Chamberlain hoped that war could be avoided by mollifying Hitler. One can sympathize with his view, given the state of the British economy in 1938, its depleted military, and the heavy losses suffered during World War I. One can also sympathize with Hamm and other independent producers. Russia was permitted to drive oil prices down, causing immense financial hardship to US firms. Hamm and others have expressed concern that an increase in US output will precipitate another assault.


The floor price proposed here would protect US producers from such an attack. Production could be raised without fear of Russian action.


A substantial boost in US output would also put significant pressure on Russia, particularly if global consumption does not increase. The pressure would rise if global prices moved lower. The Russian economy would experience severe losses. These deficits would be greater if Middle Eastern producers raised production in reaction to world price decreases. For example, the UAE and Saudi Arabia could partially offset a price decline in this manner. Russia, on the other hand, could do little. Thus, the floor price is the perfect form of economic retaliation against it.
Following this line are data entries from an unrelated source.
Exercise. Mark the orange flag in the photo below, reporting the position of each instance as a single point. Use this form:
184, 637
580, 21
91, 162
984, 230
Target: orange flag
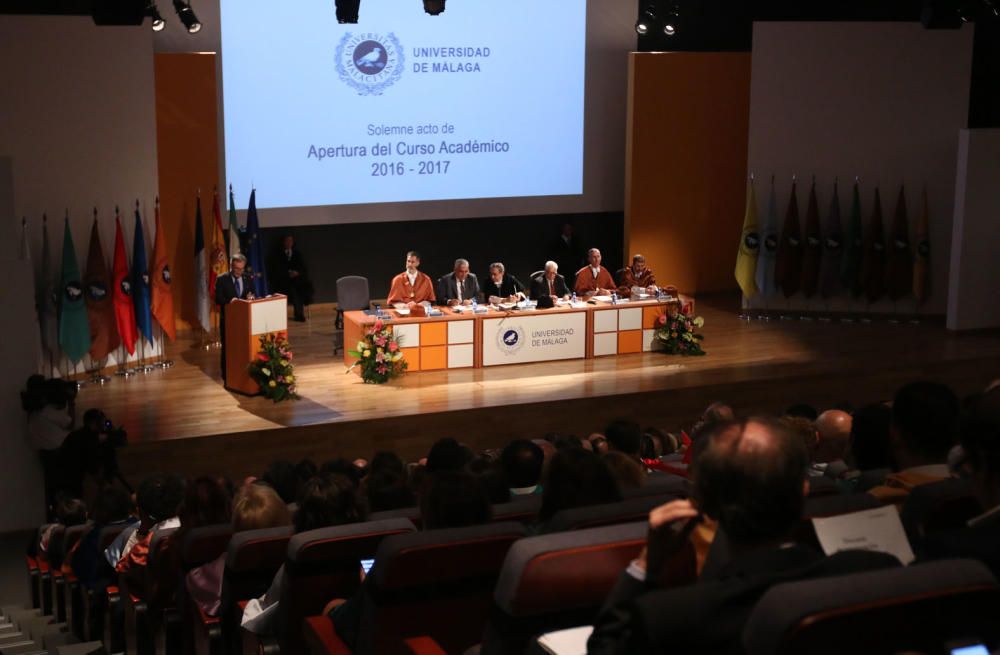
163, 297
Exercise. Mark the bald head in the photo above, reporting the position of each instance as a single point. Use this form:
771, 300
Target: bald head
834, 428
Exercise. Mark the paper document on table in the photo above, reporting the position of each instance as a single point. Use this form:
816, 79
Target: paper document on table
875, 529
567, 642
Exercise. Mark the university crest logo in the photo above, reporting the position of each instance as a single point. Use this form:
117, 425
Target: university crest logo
369, 62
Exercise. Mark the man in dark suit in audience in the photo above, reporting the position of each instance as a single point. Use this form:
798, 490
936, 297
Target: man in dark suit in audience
460, 287
549, 283
289, 276
236, 284
751, 478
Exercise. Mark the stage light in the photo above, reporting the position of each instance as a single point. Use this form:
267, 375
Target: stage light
434, 7
646, 20
158, 22
186, 14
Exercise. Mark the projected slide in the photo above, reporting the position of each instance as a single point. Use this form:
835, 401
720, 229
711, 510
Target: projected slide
482, 101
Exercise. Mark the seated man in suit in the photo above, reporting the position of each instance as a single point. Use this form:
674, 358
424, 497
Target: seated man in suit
636, 275
751, 478
549, 283
502, 287
460, 287
236, 284
411, 286
290, 277
593, 279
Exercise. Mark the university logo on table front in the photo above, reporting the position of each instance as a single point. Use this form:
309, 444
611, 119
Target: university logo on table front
369, 62
510, 339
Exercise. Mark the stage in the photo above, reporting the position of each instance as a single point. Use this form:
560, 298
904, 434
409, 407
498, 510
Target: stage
181, 419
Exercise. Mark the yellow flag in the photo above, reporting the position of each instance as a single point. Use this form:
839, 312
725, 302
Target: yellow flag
746, 257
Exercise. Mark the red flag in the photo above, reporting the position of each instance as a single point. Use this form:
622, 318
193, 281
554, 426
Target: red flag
899, 259
813, 250
163, 297
873, 264
788, 266
124, 312
100, 303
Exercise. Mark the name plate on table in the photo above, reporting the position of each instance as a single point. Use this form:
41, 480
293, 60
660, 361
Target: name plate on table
521, 338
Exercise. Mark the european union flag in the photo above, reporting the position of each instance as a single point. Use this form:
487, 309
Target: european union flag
140, 281
255, 249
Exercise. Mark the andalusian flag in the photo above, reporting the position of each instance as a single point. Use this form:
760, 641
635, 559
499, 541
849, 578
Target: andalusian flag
163, 295
746, 256
74, 329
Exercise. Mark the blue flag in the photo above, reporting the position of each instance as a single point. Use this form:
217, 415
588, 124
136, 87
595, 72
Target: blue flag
140, 281
255, 249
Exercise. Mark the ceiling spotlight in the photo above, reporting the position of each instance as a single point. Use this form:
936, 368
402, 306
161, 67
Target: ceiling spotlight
158, 22
186, 14
646, 20
434, 7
Another benefit of a floor price would be its positive environmental effects. Low world prices would likely halt Russia’s effort to develop oil production in the Arctic. Rosneft has indicated it expects to bring in a new partner in its Vostok project by the end of the year. It has already sold ten percent to a trading company for $8.5 billion, implying the development will cost at least $85 billion. The money will not be forthcoming, and Rosneft will never proceed if prices fall sharply.[4] Other major environmentally threatening projects around the world would also be curtailed.


In addition, a floor price would accelerate the replacement of fossil fuels in the US by providing a price umbrella for renewable energy. Renewable energy projects are already competitive with fossil projects. As EIG’s Phillipe Roos writes, “Renewable energy doesn’t just hold the crown as the cheapest form of power generation around most of the globe—its cost lead over conventional energy looks likely to strengthen and stay permanent.”[5] In the United States, a floor price would make the economics of replacing conventional internal combustion powered cars with electric vehicles better and better as power generation costs fall.
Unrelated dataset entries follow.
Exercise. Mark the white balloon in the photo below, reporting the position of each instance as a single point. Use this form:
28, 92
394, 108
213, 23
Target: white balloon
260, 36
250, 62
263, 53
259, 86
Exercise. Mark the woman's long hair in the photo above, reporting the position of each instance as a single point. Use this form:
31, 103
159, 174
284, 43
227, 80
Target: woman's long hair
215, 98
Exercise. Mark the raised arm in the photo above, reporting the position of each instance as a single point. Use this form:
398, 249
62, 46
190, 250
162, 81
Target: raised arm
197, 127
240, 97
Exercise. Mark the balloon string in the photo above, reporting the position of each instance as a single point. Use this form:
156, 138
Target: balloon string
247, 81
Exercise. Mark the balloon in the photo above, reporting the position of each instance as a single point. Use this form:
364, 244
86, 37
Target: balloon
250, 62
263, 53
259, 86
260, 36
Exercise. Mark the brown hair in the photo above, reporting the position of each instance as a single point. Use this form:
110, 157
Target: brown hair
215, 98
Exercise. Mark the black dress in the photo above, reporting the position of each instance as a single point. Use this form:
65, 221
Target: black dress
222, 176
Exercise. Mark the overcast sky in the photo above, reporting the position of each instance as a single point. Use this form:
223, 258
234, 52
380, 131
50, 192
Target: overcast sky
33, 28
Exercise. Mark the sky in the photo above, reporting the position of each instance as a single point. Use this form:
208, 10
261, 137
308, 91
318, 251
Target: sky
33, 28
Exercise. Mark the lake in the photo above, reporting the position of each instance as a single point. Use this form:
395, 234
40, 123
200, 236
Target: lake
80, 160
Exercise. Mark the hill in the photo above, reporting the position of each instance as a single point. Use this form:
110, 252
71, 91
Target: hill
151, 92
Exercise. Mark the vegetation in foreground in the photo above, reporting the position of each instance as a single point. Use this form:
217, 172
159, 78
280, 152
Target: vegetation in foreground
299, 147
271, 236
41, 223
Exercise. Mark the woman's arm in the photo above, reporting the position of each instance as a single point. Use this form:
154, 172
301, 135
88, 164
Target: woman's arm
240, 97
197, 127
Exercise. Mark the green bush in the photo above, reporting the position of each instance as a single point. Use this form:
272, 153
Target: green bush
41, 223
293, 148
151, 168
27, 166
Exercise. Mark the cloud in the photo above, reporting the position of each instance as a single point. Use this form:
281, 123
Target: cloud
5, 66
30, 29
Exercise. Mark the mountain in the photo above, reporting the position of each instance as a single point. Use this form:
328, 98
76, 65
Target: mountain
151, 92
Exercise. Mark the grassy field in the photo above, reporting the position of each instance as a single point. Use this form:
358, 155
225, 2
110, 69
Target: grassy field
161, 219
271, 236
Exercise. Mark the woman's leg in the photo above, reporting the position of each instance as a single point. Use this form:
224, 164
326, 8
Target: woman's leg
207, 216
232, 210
A floor price would lead to greater reliance on short-cycle oil production projects as well, along with reducing the number of large, long-lived oil-producing ventures developed. These changes would permit a quicker transition away from fossil fuels as renewables become available.
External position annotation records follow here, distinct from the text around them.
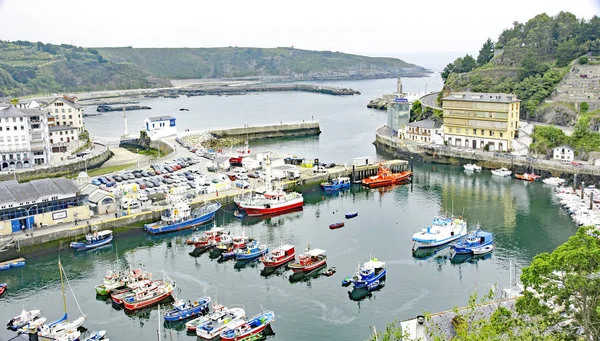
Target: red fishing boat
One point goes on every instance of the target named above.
(148, 298)
(385, 177)
(336, 225)
(527, 177)
(279, 256)
(310, 260)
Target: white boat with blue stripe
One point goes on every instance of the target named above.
(180, 217)
(442, 231)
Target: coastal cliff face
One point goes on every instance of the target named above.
(236, 62)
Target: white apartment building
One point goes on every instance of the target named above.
(24, 138)
(66, 112)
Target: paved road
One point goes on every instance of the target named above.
(429, 100)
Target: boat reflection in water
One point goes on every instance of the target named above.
(298, 277)
(276, 219)
(359, 294)
(274, 271)
(468, 258)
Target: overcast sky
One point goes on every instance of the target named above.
(375, 27)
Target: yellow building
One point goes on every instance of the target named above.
(474, 120)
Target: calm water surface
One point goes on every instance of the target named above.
(524, 217)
Finally, the floor price could be used as a financial carrot to achieve a more rapid methane emissions reduction. Most US producers report production costs at less than $50 per barrel. A $70-floor price would then leave significant room for them to capture most of the fugitive methane.


In setting the floor price, the Biden administration should use a price of $68 per barrel (the current Dated Brent price) or lower to avoid distorting oil commodity markets. Choosing a higher price could destabilize prices as traders with short positions would have to scramble to cover their holdings.


In this report, we document the reasons supporting a price floor reprisal against the Russians, highlight its impact on US producers, and suggest some of the key international effects. The floor price idea was initially advanced in the 1980s. In the appendix, we offer more details on it and discuss why it could be easily implemented in 2021, thanks to the development of large liquid markets for oil.

[1] “FACT SHEET: Imposing Costs for Harmful Foreign Activities by the Russian Government,” The White House, April 15, 2021 [].

[2] Terence P. Stewart, “Trade actions in the United States under Section 232 of the Trade Expansion Act of 1962 (national security)—Congressional efforts to amend U.S. law,” Current Thoughts on Trade, March 16, 2021 [].

[3] “Continental’s Harold Hamm says private oil firms need to avoid oversupplying market,” Reuters, May 12, 2021 [].

[4] Nelli Sharushkina, “Rosneft Expects to Reel in New Vostok Partner,” International Oil Daily, May 14, 2021, [].

[5] Phillipe Roos, “Renewable Power Needs No Carbon Price,” EI New Energy, May 13, 2021 [].